El jazz y sus derivas me llevan acompañando media vida, desde que yo andaba por Madrid compartiendo mi soledad con los fantasmas de una ciudad que mezcla disparos con saliva y calamares con azúcar. Recuerdo una noche de lluvia, buscando un sitio abierto para comprar tabaco, cuando conocí a una mujer cuyo nombre el tiempo ha borrado, pero no su memoria ni su voz, pues cantaba “Sophisticated Lady” susurrando al micrófono al estilo de Ella Fitzgerald. 

Fue en un club de jazz que había cerca de la Castellana y que ya no existe, pero que siempre llevaré en mi recuerdo por haber sido el lugar donde nos conocimos. Ella cantaba sobre el escenario,  mientras yo ponía a secar mi gabardina en el respaldo de una silla. Después de la función, le pedí al camarero que, por favor, le sirviese una copa. Ella no tardó en darme las gracias y, con un gesto de su mano, me indicó que nos sentásemos en lo oscuro. “No necesitamos más luz que la del fuego de nuestros cuerpos”, me musitó al oído. 

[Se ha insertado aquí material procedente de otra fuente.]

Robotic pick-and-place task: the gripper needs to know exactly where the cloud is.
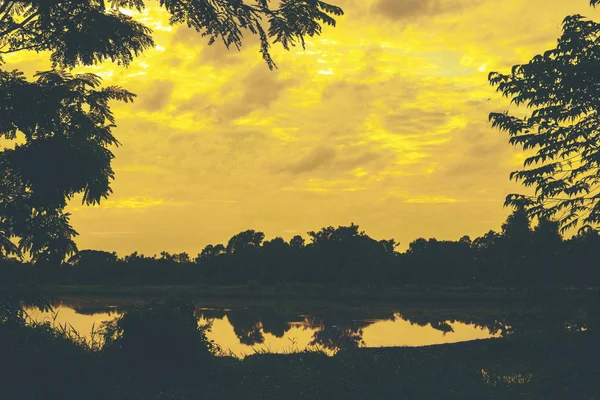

Ahora me vienen a la cabeza estas cosas, cuando leo que El Molino, el mítico cabaret de Barcelona, va a volver a abrir sus puertas y sobre su escenario actuarán músicos y cantantes de jazz. Siempre supe que las ciudades necesitan este tipo de garitos,  locales de música en directo donde un saxo encienda el fuego que media entre el asfalto de la calle y el cementerio. Escasean los sitios  que den cobijo a los corazones faltos de cariño, barras de bar donde permitan aflojarse el nudo de la corbata, mientras una cantante de jazz revuelve la memoria y el deseo.  

Cuando ya no sea posible dar marcha atrás y el  aliento huela a mentira, lo mejor es deshilachar las notas de una vida entregada al absurdo de vivir para trabajar. Sin duda, el jazz es la mecha que te puede empujar a dejarlo todo. A mí me sucedió, ya digo, cuando conocí a aquella mujer que cantaba como Ella Fitzgerald y que me alivió el peso de la lluvia enseñándome que los placeres  son tan parecidos a los delitos que, a veces, llegan a confundirse. Esto último lo aprendí dejando que me llenara la boca de humo. 

Hasta aquella noche no supe que el alma se encontraba en los pulmones, y que el jazz es el mejor alimento para la gente que todavía se atreve a soñar que alguna noche de estas vivirá  una bella historia de amor donde aparezca la música de Chet Baker envolviendo la penumbra adecuada; un exceso literario entre dos cuerpos que muy pronto van a decirse adiós, lo que tarde el último tren en aparecer con la agonizante luz del crepúsculo.